By Anthony K
It is a mixed blessing to come into a team that has turned into a juggernaut. The environment of calibre, camaraderie and confidence is likely to be a boost to your own game. On the other hand, if you go through the period of adaptation that is common to most players, then the contrast with the efforts of world-class teammates can be vivid, especially if you replace someone that the fans have come to look on as if he were a faithful old family pet. So, after twelve Test caps for Eoin Morgan, the jury seems still to be out. He has first had to overcome the whispers about his moderate first class record and the difficult-to-shed tag of “one day specialist”. Marcus Trescothick managed to do this, while Michael Bevan, to whom Morgan is sometimes compared, is perhaps the ultimate example of someone who could not. Will he?
It has to be said that the early signs are mixed. Most people see him as a mainstay of England’s one day middle order for years to come, but in the Test arena doubts persist. His ability to manipulate the field, to manufacture scoring opportunities and play the spinners with a mixture of low-risk milking and occasional big hits, are one-day fundamentals which have transferred easily to the five day game. However, critics (including some from this website) say he struggles with high-class pace bowling, especially against the new ball when it’s moving around. While it might be fair to ask “who doesn’t,” he certainly has a case to answer. At Trent Bridge, he made an attractive 70 against some friendly bowling before falling almost immediately to Praveen Kumar with the new ball. With South Africa providing the main opposition to England next summer and being able to call on the services of Dale Steyn and Morne Morkel, it is clear that he risks exposure if he is not able to address these deficiencies.
In the fairly recent past, this would have been enough to see Morgan continually under pressure for his place, perhaps returning to county cricket, learning nothing in the championship and periodically being recalled to the side, before being ultimately discarded amid much sad talk of what might have been. This is not how England operate these days, we are told. It seems that once the selectors decide that you are their man, you will get the opportunity you need to make your mark. The selection of Ravi Bopara at Edgbaston suggests that Morgan faces no immediate threat from outside the squad. More importantly, his 104 there bought him more time. It seems inconceivable that he won’t go to the UAE and Sri Lanka for the winter Tests, where he would be confident of doing well, securing his place for the South Africa series and probably the winter tour of India.
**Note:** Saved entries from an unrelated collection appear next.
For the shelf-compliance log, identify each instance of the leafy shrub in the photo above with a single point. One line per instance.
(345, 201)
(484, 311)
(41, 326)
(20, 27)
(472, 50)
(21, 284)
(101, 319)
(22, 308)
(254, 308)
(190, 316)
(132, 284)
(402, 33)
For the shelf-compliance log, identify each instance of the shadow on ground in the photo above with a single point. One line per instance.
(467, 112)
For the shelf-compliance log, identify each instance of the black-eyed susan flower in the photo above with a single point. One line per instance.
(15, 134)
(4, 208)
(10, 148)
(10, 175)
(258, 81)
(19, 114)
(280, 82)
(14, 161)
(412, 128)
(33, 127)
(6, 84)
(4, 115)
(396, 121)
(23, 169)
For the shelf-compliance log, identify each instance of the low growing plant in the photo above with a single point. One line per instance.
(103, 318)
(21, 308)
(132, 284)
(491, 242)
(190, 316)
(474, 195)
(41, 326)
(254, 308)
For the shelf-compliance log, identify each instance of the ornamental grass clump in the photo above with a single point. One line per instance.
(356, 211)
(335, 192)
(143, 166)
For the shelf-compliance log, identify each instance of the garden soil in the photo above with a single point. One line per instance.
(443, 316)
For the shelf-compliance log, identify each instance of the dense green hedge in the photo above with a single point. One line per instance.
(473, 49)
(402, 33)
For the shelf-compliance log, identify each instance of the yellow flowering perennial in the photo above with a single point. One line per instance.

England have clearly decided that Morgan is their man for the number six spot, realistically the only batting position up for grabs in the side until Andrew Strauss steps down. With the rest of their batting firing on all cylinders, they have clearly decided that Morgan’s huge promise makes him worth persevering with and, when one reflects on the rewards they have reaped by sticking by Ian Bell, Kevin Pietersen and Alastair Cook, this approach surely has much to commend it. Nor should we forget that Morgan’s first Test century came against the excellent Pakistani triumvirate of Amir, Asif and Gul, suggesting that he may have the tools to become a top-class performer against all manner of attacks.
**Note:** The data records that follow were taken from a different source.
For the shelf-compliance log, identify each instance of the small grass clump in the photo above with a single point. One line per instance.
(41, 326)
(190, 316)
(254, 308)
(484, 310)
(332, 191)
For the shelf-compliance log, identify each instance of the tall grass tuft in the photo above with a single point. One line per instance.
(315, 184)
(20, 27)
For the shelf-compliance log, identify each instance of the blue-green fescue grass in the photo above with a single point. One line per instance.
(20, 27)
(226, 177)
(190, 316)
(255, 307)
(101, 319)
Messrs Strauss and Flower like to focus on what players can do, while encouraging them to take responsibility for eradicating those flaws which might hamper their development as Test players. Players who do this are rewarded with loyalty and patience. This observer believes that England will again feel the benefit of this approach and that Morgan’s long-term future as number six will be a bright one, ensuring that England’s batting will have a perfect blend of obduracy and attack, orthodoxy and improvisation, for years to come.